Me, too! When I was in college, we watched Purple Rose, Radio Days, and Hannah and Her Sisters in the background while we played Scrabble. Aside from the obvious references to cinema and the Central Park atmosphere, much of what I love about Manhattan Murder Mystery is the way it reinforces marriage. It shows the warts of marital relationships, the temptations and arguments and pulling away from each other, but ultimately it shows the strength in magnetically winding those strands back around the core. It feels like I'm watching the characters from Annie Hall, picking up the thread of their lives 25 years later (I know, that's not exactly an original take on the film). I love the scenes with Alda seducing Keaton and Huston seducing Allen, and both our main spouses finding the attention bemusing and flattering but not deterred from their constant thoughts about their relationship (and solving the mystery, of course).

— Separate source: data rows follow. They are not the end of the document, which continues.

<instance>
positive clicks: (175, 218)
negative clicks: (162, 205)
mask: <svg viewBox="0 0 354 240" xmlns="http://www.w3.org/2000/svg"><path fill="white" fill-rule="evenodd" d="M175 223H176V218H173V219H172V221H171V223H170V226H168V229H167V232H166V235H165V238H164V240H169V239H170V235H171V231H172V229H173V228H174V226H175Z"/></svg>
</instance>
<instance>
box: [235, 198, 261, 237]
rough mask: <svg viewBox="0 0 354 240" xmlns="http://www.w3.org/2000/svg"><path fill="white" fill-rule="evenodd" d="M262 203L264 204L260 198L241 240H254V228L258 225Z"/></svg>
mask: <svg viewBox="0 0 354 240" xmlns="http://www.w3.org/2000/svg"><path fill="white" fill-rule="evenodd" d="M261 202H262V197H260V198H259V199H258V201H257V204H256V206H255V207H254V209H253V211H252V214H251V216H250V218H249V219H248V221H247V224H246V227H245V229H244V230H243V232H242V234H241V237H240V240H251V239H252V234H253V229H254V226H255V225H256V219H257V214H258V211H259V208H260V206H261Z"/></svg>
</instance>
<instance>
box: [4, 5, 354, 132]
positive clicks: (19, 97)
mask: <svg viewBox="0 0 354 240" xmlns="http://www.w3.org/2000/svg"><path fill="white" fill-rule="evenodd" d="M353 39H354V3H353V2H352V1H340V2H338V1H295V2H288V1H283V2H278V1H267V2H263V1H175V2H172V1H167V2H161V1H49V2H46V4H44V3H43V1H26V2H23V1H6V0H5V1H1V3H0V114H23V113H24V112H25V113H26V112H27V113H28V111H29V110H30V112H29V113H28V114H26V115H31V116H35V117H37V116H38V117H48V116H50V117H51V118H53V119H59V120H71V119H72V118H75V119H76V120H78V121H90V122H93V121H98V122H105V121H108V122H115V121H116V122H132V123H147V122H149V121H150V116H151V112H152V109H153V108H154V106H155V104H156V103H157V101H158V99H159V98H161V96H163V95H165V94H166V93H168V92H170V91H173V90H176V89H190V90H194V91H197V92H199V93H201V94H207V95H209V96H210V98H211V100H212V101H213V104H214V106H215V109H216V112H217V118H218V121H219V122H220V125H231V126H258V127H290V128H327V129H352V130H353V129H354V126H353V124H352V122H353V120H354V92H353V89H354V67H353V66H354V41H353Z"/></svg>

And it's spot-on with its mockery of marital dynamics - I laugh every time when Keaton wakes in the middle of the night suspecting her neighbors, and Woody tries to control her with "As your husband, I command you to go back to bed! I command you!" (paraphrasing) The foursome dinner in the NJ speak-easy (with Sopranos extras listening in on the morbid hypothesizing), with the shifting flirting and interplay among the couples, is wonderful. My favorite scene is the blackmail (or threatening) attempt by telephone, with Woody's friends timing their playing of tape recorded phrases on multiple players, as Keaton laughs and rolls her eyes; it feels partially scripted and then improvised and then the actors seem to barely suppress laughter at Woody's wild gestures.
I really enjoy Woody movies that are underappreciated (despised? mocked?) by the crowds besides Manhattan Murder Mystery, such as Alice, Everyone Says I Love You, Sweet and Lowdown, and even Curse of the Jade Scorpion, Small Time Crooks, and Hollywood Ending. I am mostly attracted to their generally wistful and lighter-hearted approaches, mixed with occasional darker elements. Primarily I dislike the films that have the main characters veer morally and get away with it (or the movie seems to imply they are rewarded for it) - I'm specifically excluding Crimes and Misdemeanors, which I love precisely because it sets up a comparison to test the ethical stance of the universe for this situation and has such a philosophically downbeat ending when Martin Landau and Woody compare their fates... but I think Crimes is making the point that Landau's and Alda's characters should be punished and Woody's should be rewarded by winning Mia Farrow, and it heavily plays that hand in its denouement at the wedding. But, for example, I soured on Cafe Society, which I was otherwise enjoying for it's honey-colored nostalgic view of Hollywood politics and art, when Jesse Eisenberg's character
I guess I'm a moralist in my older years, and obviously I'm applying my own personal impressions of make-believe characters, so I'm not so much commenting on the artistic merits of the films as much as which ones I could "play in the background" as bearcuborg says. As I get older, I don't like to surround myself with jerks (I get enough of that at the office 10+ hours a day) when I'm watching movies - I am more emotionally connected to a moral gesture, an honest reflection, even a melancholy scene or ending that gives me more perspective. As much as I loved Midnight in Paris for its magic and artistic references and humorous comparisons of eras, when Owen Wilson's character is hiding from his wife in the hotel room that he's leaving to have an affair, it turned me against him, and I had to stick with it to be won back over (by that magic of the time slips). It seemed like Woody was more apt to call out morally questionable characters in his pre-Farrow-divorce works, but maybe I'm not thinking of enough examples. I've seen only a few of his films from the past 15 years, and maybe only half of the 15 years' output before that; my god, Allen is a prodigious artist. The auteurist list should help remind me, I'm looking forward to it.